3. Whether the Hon'ble ITAT was legally correct in holding that unless
a particular person is authorized to receive a notice as his/assesee's
agent, any notice served upon and received by him would not bind the
assessee ignoring the Rule of consistency in assesee's case that
factually the notice u/s 148 was served on the person/employee of the
assessee as per the past practice on the direction of the assessee i.e.
a doctor/professional of well repute who is well known among the
citizens of Agra and surrounding districts and also ignoring the position
of law that direction/instruction can be given by a person/assessee
either orally or in writing?
The AO issued notice to the assessee u/s 148 of the Act.
The assessee did not appear in the proceedings. The AO
considered the service to be sufficient thereafter made
various additions. The CIT (A) held that notice was sent at
the wrong address. Sri Mahesh on whom the notice was
allegedly served was not an employee of the assessee. The
Tribunal found that the notice sent by speed post was on
wrong address whereas the assessee's correct address was
49 Old Vijay Nagar Colony, Agra and not of 49 North Vijay
Nagar Colony Agra, and thus presumption of service of
notice by speed post as well as Section 292 BB will not be
attracted.
"Here we are concerned only with the valid service of a notice issued
u/s 148 of the Act.
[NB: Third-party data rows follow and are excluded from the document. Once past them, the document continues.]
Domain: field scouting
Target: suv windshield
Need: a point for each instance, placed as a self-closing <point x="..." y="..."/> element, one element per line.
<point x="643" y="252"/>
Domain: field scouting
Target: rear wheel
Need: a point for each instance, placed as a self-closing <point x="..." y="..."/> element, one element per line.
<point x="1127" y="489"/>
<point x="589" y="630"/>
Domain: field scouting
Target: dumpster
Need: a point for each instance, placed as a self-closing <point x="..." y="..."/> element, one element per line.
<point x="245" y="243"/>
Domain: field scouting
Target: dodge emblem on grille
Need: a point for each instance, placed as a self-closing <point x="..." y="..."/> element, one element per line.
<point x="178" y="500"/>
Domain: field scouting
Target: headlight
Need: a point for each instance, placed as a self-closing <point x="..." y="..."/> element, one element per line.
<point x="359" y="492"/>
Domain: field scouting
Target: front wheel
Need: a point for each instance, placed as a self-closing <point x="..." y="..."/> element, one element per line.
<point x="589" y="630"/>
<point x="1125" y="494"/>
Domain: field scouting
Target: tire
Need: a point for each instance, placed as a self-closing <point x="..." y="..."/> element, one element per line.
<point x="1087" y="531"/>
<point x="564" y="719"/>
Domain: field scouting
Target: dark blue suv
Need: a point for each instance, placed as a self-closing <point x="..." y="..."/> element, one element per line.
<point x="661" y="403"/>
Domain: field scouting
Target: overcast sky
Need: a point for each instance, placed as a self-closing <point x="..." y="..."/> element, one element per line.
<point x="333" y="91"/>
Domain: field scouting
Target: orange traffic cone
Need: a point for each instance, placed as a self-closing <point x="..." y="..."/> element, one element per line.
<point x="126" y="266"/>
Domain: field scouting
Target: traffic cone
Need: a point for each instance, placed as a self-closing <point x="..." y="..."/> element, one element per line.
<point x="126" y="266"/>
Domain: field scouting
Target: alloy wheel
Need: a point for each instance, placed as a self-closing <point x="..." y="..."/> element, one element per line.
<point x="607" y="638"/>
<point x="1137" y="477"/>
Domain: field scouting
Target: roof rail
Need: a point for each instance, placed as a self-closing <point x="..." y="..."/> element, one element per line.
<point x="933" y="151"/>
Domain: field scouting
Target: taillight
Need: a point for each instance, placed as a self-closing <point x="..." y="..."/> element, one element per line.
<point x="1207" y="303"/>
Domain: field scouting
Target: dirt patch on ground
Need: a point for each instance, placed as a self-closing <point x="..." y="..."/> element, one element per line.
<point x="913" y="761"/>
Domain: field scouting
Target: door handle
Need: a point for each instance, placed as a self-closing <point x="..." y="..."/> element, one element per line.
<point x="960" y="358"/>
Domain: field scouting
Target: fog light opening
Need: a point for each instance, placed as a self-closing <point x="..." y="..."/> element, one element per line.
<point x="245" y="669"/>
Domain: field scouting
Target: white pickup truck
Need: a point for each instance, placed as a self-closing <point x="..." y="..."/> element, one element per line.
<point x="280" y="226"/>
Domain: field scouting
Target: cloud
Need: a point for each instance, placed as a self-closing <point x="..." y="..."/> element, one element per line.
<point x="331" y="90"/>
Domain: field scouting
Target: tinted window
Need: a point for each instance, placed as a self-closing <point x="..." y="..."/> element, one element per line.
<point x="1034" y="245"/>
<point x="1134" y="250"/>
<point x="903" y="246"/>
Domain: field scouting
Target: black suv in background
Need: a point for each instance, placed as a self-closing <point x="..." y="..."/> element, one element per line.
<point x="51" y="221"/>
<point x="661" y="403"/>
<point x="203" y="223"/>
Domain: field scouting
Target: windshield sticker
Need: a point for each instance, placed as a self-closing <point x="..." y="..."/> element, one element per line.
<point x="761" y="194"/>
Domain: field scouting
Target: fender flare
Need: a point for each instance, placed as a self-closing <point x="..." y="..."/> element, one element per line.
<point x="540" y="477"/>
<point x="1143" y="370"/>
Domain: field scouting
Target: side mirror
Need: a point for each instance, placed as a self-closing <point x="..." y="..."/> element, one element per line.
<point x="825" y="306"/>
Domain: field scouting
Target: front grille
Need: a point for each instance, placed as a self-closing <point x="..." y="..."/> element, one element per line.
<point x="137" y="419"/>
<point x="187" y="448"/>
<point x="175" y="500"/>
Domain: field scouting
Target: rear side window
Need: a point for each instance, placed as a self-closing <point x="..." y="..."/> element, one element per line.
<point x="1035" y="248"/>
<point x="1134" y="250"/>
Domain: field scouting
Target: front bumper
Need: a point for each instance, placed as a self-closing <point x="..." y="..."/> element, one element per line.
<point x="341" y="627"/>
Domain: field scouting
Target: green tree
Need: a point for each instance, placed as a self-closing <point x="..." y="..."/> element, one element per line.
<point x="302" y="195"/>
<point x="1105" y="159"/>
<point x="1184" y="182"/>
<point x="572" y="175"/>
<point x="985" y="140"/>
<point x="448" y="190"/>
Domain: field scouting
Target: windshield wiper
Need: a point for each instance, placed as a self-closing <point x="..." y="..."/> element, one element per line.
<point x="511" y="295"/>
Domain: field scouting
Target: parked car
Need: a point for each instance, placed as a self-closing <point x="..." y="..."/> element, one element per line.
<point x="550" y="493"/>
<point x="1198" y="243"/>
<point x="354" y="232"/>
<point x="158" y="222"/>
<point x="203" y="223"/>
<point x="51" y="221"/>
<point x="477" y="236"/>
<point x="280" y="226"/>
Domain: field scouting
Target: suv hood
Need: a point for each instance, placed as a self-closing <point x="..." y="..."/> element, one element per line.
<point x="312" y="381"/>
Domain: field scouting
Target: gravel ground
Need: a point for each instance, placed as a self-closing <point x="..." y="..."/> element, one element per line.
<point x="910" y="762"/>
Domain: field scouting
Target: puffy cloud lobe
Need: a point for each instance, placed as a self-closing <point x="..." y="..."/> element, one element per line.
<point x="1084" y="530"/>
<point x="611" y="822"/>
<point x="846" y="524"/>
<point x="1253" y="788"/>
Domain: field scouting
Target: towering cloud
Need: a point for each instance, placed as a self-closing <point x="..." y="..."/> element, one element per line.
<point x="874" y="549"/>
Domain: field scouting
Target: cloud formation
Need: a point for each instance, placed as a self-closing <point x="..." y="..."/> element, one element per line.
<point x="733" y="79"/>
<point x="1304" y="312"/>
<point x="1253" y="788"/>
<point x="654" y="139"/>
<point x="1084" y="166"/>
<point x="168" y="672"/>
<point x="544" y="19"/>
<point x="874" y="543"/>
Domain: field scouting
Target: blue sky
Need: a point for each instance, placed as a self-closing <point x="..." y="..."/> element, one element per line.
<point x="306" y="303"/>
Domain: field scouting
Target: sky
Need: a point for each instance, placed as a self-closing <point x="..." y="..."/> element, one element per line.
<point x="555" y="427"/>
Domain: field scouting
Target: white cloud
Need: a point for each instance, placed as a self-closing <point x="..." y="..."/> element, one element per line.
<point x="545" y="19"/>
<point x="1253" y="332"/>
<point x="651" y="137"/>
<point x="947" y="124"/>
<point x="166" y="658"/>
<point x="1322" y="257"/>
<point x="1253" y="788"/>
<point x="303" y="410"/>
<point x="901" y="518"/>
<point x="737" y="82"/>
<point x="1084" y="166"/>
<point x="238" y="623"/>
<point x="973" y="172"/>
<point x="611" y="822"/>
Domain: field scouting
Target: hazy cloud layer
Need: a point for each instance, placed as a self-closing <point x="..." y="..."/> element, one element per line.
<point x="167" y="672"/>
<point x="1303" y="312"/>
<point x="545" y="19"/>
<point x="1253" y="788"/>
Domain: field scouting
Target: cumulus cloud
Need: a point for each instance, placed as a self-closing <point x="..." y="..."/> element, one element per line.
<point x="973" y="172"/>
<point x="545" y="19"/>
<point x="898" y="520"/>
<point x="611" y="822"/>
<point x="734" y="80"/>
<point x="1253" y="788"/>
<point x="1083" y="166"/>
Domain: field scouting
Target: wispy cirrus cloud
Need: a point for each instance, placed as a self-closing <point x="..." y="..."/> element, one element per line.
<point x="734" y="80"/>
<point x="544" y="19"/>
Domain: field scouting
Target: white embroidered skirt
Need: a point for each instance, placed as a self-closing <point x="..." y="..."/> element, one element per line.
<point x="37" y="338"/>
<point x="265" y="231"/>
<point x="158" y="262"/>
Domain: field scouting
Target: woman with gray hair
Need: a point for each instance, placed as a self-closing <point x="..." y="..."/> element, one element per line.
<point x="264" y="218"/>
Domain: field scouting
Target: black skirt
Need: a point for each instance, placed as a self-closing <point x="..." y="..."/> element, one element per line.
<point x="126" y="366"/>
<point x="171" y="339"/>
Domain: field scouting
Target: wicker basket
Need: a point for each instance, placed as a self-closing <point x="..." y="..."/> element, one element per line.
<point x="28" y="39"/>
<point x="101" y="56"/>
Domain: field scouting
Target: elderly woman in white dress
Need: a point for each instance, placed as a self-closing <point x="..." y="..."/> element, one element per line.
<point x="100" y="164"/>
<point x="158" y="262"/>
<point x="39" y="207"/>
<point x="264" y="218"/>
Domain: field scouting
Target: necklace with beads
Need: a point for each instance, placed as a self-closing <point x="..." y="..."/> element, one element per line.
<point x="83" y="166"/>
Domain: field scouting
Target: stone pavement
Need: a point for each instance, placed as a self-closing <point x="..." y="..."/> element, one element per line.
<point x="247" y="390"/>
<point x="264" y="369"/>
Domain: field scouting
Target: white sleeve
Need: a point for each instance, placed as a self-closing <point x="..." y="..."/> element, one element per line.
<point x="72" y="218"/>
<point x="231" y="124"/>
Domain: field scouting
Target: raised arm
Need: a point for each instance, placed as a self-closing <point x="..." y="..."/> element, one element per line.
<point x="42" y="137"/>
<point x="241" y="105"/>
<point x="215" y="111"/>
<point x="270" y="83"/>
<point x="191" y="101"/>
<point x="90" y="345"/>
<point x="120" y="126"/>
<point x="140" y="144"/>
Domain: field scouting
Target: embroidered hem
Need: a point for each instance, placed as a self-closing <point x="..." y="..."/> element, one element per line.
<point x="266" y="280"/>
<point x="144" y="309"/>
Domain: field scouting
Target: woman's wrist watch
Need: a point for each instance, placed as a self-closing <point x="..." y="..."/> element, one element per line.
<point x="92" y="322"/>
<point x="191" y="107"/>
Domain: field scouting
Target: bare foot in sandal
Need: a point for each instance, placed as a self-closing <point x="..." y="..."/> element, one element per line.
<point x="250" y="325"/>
The invalidity of the notice issued under Section
148 renders the entire reaassessment proceedings as null and void
whereas non service of a notice issued u/s 148 renders the
assessment framed as bad in law. in this case there is no doubt that
notice u/s 148 was served on an incorrect address and against which
the explanation of the department is that the address of the assessee
is well known and the Inspector of the department had gone to a
correct address to serve this notice, is not tenable in the eyes of the
law when the record reveals that the notice was never served upon the
assessee. A notice issued u/s 142 (1) was sent back by Shri Alik
Farsaiya, the legal consultant on the reasoning that the notice did not
belong to any of his clients. Anotehr notice, allegedly, sent and
received by Shri Mahesh, the alleged employee of Dr. Ajay Prakash,
when it is found that he was not an employee of the assessee, cannot
be said to be duly served. The entire records were produced before
the ld. CIT (A) and he found the above contention of the assessee to
be correct. Unless a particular person is authorized to receive a notice
as his agent, any notice served or received by him would not bind the
assessee. In this case, nobody participated in the re-assessment
proceedings and the objection regarding the service of notice was
taken before ld. AO himself. Therefore newly inserted provisions of
Section 292-BB would also not help the department. This is trite law
that unless a valid notice is served upon the assessee any
reassessment framed has to be quashed. In this regard, the binding
decision of jurisdictional high court in the case of Madan Lal Agrawal
Vs. CIT 144 ITR 745 (Ald), inter alia, is relevant and can be cited as
relevant decision, being that of the jurisdictional High Court. The ld. AO
has refrained from sending his comments even in his reply in remand
report despite the fact it was sent to him with a specific direction by
the ld. CIT (A) and therefore it is confirmed on record that the AO had
nothing to say in the matter. Since the notice was not issued on the
known address of the assessee and there being no valid evidence of
proper service of this notice, the impugned order passed by the ld. AO
becomes bad in laws. Therefore, the ld. CIT (A) has correctly quashed
the impugned assessment order. Hence, we cannot allow the appeal
of the Revenue and the same is hereby dismissed."